Robed Envy: Article 85 of the Brazilian Code of Civil Procedure, the ‘Tribunalization’ of Attorney’s Fees, and the Symptom of Diminishing the Other

Murillo Gutier | murillo@gutier.adv.br


Abstract

This article examines the systematic devaluation of attorney’s fees awarded due to defeat in the Brazilian Judiciary from a psychoanalytic perspective. Although Article 85 of the CPC establishes precise rules — with express percentages, graduated brackets, and a prohibition of equity in high-value cases —, the STJ has already established 43 binding theses on the subject, a statistical volume that reveals a mismatch between normative clarity and concrete application.

The analysis draws on the concept of defense by devaluation (devaluation defense) from Melanie Klein and on the Lacanian theory of envy, to demonstrate that the discretionary reduction of attorney’s fees is not a mere technical error, but a psychic symptom: the attempt to neutralize the narcissistic pain caused by the existence of the good object — the lawyer’s remuneration.

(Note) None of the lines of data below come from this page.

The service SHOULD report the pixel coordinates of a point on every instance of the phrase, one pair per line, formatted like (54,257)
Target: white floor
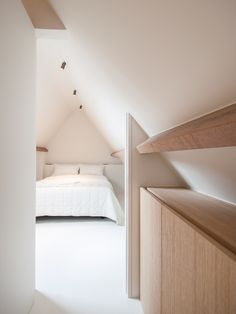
(80,268)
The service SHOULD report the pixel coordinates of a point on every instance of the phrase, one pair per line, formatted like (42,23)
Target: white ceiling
(55,99)
(163,61)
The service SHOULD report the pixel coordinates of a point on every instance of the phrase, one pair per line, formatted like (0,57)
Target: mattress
(77,195)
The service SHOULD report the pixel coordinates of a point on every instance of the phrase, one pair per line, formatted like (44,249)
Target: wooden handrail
(216,129)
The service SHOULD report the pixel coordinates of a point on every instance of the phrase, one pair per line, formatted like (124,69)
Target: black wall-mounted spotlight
(63,65)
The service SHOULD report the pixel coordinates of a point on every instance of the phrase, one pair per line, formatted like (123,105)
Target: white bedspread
(77,195)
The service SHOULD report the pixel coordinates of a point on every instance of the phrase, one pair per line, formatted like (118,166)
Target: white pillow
(61,169)
(91,169)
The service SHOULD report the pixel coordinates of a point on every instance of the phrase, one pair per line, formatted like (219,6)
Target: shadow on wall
(44,304)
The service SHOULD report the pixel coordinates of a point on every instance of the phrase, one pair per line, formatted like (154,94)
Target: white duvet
(77,195)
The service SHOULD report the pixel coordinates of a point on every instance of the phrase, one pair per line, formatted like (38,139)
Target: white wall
(79,141)
(17,161)
(210,171)
(141,171)
(40,163)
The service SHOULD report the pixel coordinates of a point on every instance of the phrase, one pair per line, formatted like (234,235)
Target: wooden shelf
(41,149)
(216,129)
(215,218)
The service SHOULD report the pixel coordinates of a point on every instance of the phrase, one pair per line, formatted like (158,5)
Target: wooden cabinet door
(215,279)
(178,265)
(150,250)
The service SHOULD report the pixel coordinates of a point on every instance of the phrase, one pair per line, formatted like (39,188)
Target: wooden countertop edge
(203,230)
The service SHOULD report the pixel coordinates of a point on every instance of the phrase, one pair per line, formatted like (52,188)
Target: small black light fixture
(63,65)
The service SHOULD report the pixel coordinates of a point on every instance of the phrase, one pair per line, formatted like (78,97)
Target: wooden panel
(41,149)
(150,253)
(205,276)
(217,129)
(42,14)
(178,265)
(215,279)
(232,287)
(214,217)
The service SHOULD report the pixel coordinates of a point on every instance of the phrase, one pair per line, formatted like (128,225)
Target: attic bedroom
(118,179)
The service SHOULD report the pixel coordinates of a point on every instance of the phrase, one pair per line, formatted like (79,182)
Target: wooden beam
(41,149)
(42,15)
(216,129)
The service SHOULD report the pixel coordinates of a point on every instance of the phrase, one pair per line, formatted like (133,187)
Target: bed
(77,195)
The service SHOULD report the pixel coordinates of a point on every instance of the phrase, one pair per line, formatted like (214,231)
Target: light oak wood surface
(150,253)
(42,14)
(216,129)
(178,263)
(41,149)
(216,218)
(183,269)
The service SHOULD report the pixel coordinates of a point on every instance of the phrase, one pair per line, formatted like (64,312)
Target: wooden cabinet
(150,246)
(183,270)
(178,262)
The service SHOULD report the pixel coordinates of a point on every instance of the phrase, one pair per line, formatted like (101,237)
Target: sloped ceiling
(55,100)
(163,61)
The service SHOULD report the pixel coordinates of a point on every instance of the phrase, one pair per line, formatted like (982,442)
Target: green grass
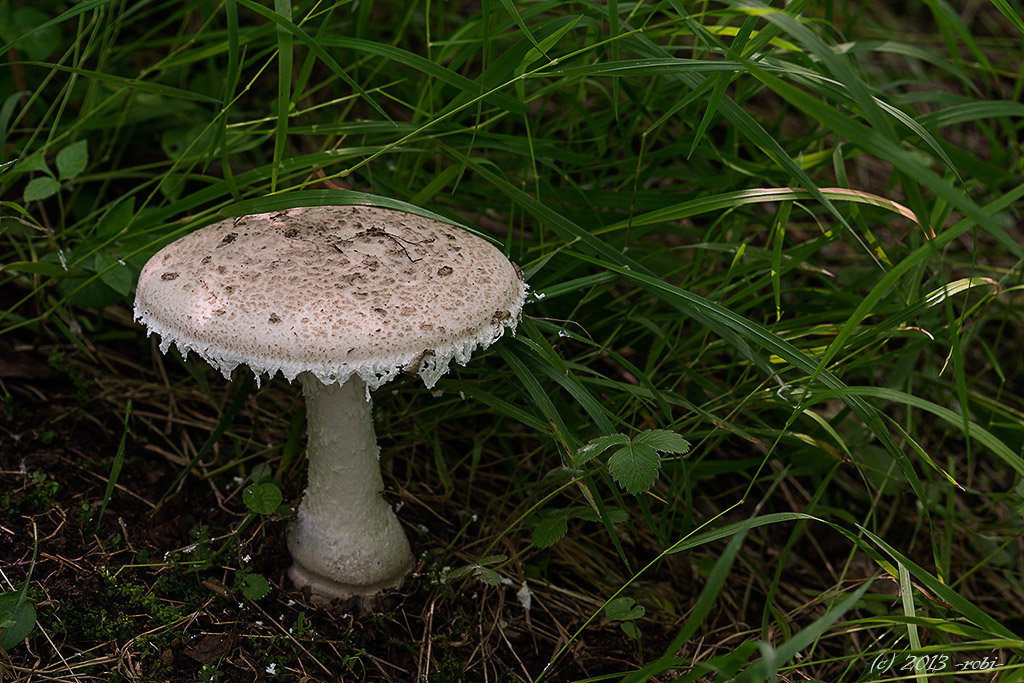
(790,232)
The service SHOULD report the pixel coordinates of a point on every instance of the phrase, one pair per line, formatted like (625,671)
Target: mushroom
(342,298)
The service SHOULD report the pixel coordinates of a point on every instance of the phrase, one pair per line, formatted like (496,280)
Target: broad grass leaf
(624,609)
(664,440)
(17,619)
(598,445)
(41,37)
(114,273)
(254,586)
(116,218)
(41,188)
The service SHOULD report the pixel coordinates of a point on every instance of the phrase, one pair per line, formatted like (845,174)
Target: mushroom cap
(333,291)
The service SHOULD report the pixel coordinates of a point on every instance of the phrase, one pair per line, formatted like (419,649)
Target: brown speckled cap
(334,291)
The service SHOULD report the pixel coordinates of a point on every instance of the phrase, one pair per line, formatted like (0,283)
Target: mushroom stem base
(324,589)
(345,540)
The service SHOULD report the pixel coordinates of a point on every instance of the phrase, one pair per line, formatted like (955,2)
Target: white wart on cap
(342,298)
(333,291)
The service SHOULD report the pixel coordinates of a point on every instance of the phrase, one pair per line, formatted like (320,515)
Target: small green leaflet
(553,524)
(262,498)
(73,160)
(635,463)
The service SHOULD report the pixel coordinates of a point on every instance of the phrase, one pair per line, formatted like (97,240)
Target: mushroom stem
(346,540)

The article analyzes the institutional costs of this symptom — the impoverishment of legal certainty, the artificial inflation of litigation, and the institutional solitude of the lawyer — and proposes as a way out the conversion of envy into gratitude, which translates, on the institutional plane, into compliance with the law and the recognition of advocacy as a function coessential to Justice.

Keywords: Attorney’s fees. Art. 85 CPC. Tribunalization. Envy. Devaluation. Melanie Klein. Lacan. Psychoanalysis and Law. Legal certainty. STJ.